Se ofrecen tres versiones estéticas: la edición BASIC Beige (~ 299 USD) con diseño clásico sin iluminación pero con los nombres de los creadores originales grabados en la placa; la Starlight Edition (~ 349 USD), con carcasa translúcida, PCB transparente y luces reactivas; y la Founders Edition (~ 499 USD), edición limitada a 6 400 unidades, con carcasa ámbar translúcida, certificado con sello de oro, chapa y colgante de oro 24 k, camiseta conmemorativa y pegatina holográfica numerada comenzando en 00000001, con iluminación reactiva incluida.
En el contenido incluido se proporciona un transformador universal de 12 V, cable HDMI, guía de usuario encuadernada en espiral, USB “cassette” de 64 GB con más de 50 títulos clásicos licenciados, demos, música, una nueva secuela titulada “Jupiter Lander: Ascension”, guía rápida y pegatinas de estilo retro. La preventa se lleva a cabo en la plataforma propia de Commodore, no en sitios como Kickstarter o Indiegogo, y ofrece garantía limitada de un año además de reembolso completo sin preguntas antes del envío.
Aunque aún falta completar el pago de adquisición de la marca, Commodore asegura que existe un contrato que garantiza la producción independientemente del estatus final de la compra.

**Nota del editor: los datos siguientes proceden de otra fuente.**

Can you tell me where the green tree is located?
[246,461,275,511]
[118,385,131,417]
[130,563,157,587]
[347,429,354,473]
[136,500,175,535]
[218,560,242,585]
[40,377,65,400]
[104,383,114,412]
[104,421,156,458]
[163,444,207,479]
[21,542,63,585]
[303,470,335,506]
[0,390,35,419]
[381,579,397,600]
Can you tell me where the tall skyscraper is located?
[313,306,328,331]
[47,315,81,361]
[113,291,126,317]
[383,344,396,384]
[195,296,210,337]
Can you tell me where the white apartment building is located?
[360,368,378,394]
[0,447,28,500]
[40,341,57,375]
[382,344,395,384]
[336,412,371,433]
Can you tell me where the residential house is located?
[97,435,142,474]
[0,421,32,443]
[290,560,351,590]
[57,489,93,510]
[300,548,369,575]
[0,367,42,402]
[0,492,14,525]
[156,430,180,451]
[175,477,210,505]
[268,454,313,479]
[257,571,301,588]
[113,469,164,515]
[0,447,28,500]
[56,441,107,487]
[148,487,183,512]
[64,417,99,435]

Los analistas y seguidores han destacado que este proyecto representa una propuesta superior a reediciones anteriores como The C64 Maxi, al ofrecer hardware real compatible con periféricos originales, en lugar de emulación ARM. Por todo ello, el Commodore 64 Ultimate revive la experiencia original con una fidelidad técnica y estética muy alta, destinada tanto a coleccionistas como a nuevas generaciones que deseen explorar el legado del C64 en pleno 2025.